I am concerned with Christ as He appears in the Gospels, taking the Gospel narrative as it stands, and there one does find some things that do not seem to be very wise. For one thing, he certainly thought his second coming would occur in clouds of glory before the death of all the people who were living at that time. There are a great many texts that prove that. He says, for instance: "Ye shall not have gone over the cities of Israel till the Son of Man be come." Then He says: "There are some standing here which shall not taste death till the Son of Man comes into His kingdom"; and there are a lot of places where it is quite clear that He believed His second coming would happen during the lifetime of many then living. That was the belief of his earlier followers, and it was the basis of a good deal of His moral teaching. When He said, "Take no thought for the morrow," and things of that sort, it was very largely because He thought the second coming was going to be very soon, and that all ordinary mundane affairs did not count. I have, as a matter of fact, known some Christians who did believe the second coming was imminent. I knew a parson who frightened his congregation terribly by telling them that the second coming was very imminent indeed, but they were much consoled when they found that he was planting trees in his garden. The early Christians really did believe it, and they did abstain from such things as planting trees in their gardens, because they did accept from Christ the belief that the second coming was imminent. In this respect clearly He was not so wise as some other people have been, and he certainly was not superlatively wise.
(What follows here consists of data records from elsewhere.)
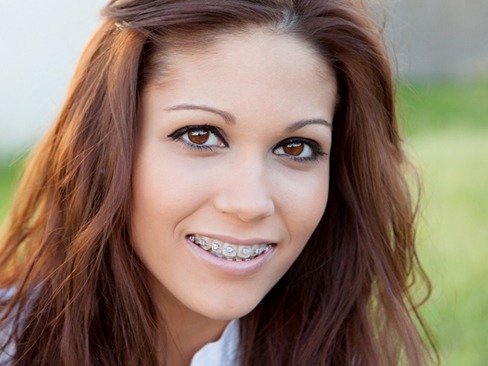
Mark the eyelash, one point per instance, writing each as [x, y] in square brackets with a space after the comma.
[180, 133]
[316, 150]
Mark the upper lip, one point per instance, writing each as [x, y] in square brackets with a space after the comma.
[234, 240]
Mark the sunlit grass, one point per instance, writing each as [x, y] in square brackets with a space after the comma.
[446, 126]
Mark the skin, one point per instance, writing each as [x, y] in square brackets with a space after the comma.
[255, 89]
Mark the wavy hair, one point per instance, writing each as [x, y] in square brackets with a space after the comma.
[78, 294]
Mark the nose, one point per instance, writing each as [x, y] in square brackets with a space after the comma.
[245, 193]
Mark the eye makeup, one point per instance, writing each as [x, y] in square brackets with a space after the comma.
[207, 137]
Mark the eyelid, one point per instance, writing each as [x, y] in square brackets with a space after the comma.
[177, 136]
[317, 150]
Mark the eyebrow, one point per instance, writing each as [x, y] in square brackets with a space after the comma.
[315, 121]
[228, 117]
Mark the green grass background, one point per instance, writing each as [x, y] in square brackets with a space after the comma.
[446, 129]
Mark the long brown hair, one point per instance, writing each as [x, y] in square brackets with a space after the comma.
[78, 294]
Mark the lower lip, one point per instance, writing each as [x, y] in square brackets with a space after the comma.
[231, 267]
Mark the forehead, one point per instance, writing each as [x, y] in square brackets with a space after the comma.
[234, 50]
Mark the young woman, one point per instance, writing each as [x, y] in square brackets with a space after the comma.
[224, 186]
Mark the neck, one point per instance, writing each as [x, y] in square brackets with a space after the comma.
[187, 335]
[186, 331]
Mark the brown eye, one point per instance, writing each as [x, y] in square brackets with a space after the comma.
[198, 137]
[299, 149]
[294, 148]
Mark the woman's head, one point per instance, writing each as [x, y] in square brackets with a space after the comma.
[233, 149]
[167, 73]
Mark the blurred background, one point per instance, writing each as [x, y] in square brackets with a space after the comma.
[441, 52]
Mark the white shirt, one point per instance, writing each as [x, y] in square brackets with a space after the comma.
[223, 352]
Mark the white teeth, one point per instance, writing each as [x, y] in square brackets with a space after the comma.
[227, 250]
[217, 246]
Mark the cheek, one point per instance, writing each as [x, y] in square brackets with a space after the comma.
[303, 202]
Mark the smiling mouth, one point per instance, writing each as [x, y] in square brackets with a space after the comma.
[229, 251]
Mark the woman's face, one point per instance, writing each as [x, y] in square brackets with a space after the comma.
[231, 172]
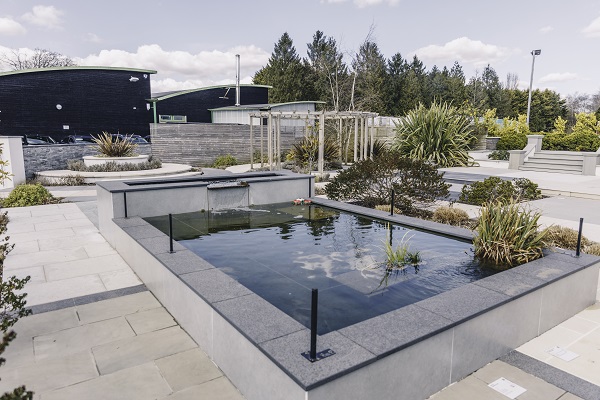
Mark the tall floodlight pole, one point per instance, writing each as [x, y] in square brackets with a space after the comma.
[533, 53]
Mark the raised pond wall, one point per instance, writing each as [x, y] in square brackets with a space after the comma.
[409, 353]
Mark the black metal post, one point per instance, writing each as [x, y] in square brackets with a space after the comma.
[578, 251]
[313, 324]
[170, 233]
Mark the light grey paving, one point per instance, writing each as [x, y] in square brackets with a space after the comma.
[81, 338]
[187, 369]
[125, 353]
[150, 320]
[139, 382]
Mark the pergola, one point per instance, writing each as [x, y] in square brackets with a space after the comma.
[363, 136]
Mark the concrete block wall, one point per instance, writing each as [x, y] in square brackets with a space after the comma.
[55, 156]
[200, 144]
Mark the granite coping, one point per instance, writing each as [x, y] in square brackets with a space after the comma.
[417, 223]
[282, 339]
[119, 186]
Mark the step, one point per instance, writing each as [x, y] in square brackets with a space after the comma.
[552, 170]
[554, 161]
[553, 166]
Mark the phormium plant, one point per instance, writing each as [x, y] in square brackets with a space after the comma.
[417, 183]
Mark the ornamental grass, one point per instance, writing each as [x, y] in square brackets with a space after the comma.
[508, 235]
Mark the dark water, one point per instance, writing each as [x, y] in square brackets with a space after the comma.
[282, 251]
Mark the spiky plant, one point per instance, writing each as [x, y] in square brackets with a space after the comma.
[109, 145]
[439, 134]
[508, 235]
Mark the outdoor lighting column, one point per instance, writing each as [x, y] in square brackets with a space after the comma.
[533, 53]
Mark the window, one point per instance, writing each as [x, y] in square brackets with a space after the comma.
[178, 119]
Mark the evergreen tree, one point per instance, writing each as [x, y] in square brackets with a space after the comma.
[371, 78]
[287, 73]
[330, 73]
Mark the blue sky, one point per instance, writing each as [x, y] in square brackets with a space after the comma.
[193, 43]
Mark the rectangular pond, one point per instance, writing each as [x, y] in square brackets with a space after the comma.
[409, 352]
[282, 251]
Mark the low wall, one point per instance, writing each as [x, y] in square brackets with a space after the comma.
[199, 145]
[411, 352]
[55, 156]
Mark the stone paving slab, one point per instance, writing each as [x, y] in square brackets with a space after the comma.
[80, 353]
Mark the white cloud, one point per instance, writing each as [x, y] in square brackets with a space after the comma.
[559, 77]
[593, 29]
[368, 3]
[44, 16]
[183, 68]
[93, 38]
[363, 3]
[10, 27]
[465, 51]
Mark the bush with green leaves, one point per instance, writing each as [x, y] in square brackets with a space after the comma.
[108, 145]
[111, 166]
[417, 183]
[225, 161]
[451, 216]
[12, 307]
[440, 134]
[508, 235]
[29, 195]
[306, 152]
[496, 189]
[502, 155]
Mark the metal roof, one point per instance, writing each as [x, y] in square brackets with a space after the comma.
[263, 106]
[28, 71]
[167, 95]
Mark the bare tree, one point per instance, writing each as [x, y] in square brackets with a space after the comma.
[41, 58]
[512, 81]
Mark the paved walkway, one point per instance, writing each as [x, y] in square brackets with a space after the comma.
[116, 341]
[96, 332]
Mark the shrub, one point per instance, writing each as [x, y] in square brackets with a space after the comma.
[593, 249]
[503, 155]
[450, 215]
[369, 182]
[306, 152]
[565, 238]
[225, 161]
[512, 141]
[495, 189]
[114, 145]
[79, 165]
[508, 235]
[29, 195]
[439, 134]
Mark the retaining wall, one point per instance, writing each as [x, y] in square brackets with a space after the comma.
[55, 156]
[200, 144]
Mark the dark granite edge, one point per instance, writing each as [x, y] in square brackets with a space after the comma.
[417, 223]
[324, 380]
[552, 375]
[87, 299]
[193, 182]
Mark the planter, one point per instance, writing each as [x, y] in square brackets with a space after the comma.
[95, 160]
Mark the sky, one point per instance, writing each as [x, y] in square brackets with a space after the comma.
[193, 43]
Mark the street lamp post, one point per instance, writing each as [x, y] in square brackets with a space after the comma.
[533, 53]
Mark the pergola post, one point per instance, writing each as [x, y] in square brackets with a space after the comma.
[372, 135]
[321, 141]
[251, 143]
[262, 152]
[270, 140]
[355, 137]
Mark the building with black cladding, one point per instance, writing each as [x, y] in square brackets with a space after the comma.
[65, 101]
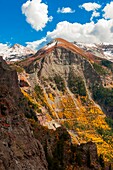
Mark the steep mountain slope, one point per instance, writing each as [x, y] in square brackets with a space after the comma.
[19, 150]
[69, 87]
[16, 52]
[104, 51]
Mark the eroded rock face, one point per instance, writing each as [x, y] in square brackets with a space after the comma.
[19, 150]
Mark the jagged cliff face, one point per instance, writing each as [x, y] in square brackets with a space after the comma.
[69, 87]
[18, 147]
[25, 144]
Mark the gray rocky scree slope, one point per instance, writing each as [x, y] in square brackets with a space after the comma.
[19, 150]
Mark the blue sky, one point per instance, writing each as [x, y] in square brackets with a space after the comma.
[31, 22]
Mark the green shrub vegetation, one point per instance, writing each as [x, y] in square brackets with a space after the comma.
[76, 85]
[99, 69]
[103, 95]
[59, 83]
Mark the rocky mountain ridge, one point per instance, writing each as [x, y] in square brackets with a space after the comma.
[16, 52]
[25, 144]
[72, 88]
[104, 50]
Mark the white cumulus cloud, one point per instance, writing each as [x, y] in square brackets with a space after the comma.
[90, 6]
[91, 32]
[36, 14]
[108, 9]
[94, 14]
[35, 45]
[3, 47]
[65, 10]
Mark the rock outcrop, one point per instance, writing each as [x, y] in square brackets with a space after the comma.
[71, 88]
[19, 150]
And there's more of that speech here.
Terry Eagleton has a good review of Dawkins' book in the London Review of Books.
By saying 'good' (and by linking to it) I'm not endorsing everything Eagleton writes. Indeed, as a good agnostic I'm sitting on the fence with the review as with the whole God Thing.
I thought this was marvelous though:
Dawkins rejects the surely reasonable case that science and religion are not in competition on the grounds that this insulates religion from rational inquiry. But this is a mistake: to claim that science and religion pose different questions to the world is not to suggest that if the bones of Jesus were discovered in Palestine, the pope should get himself down to the dole queue as fast as possible. It is rather to claim that while faith, rather like love, must involve factual knowledge, it is not reducible to it. For my claim to love you to be coherent, I must be able to explain what it is about you that justifies it; but my bank manager might agree with my dewy-eyed description of you without being in love with you himself.
I've just finished The End of Faith: Religion, Terror, and the Future of Reason by Sam Harris.
He suffers from sounding a bit preachy and maybe a bit too hard on religion but it's worth a read.
Danyl, you have to remember Dawkins is in the rather (to him) annoying position of having to defend science against some very sustained attacks by idiots.
He would rather be arguing with other scientists about the mechanics of evolution, instead he feels he has been forced into a rear-guard action to make sure that *real* science is taught to our children, as it was to him. If the pope, along with certain US politicians, is trying to push ID as a scientific theory that should be taught in biology classes rather than theology classes then his concern is warranted, and if he comes across a a jerk, so beit. He is a very readable jerk :-)
Hayden Green: God ... can be removed from all scientific equations.
The kind of people that make arguments like Collins would never put God in a scientific equation to start with. That's sort of the point.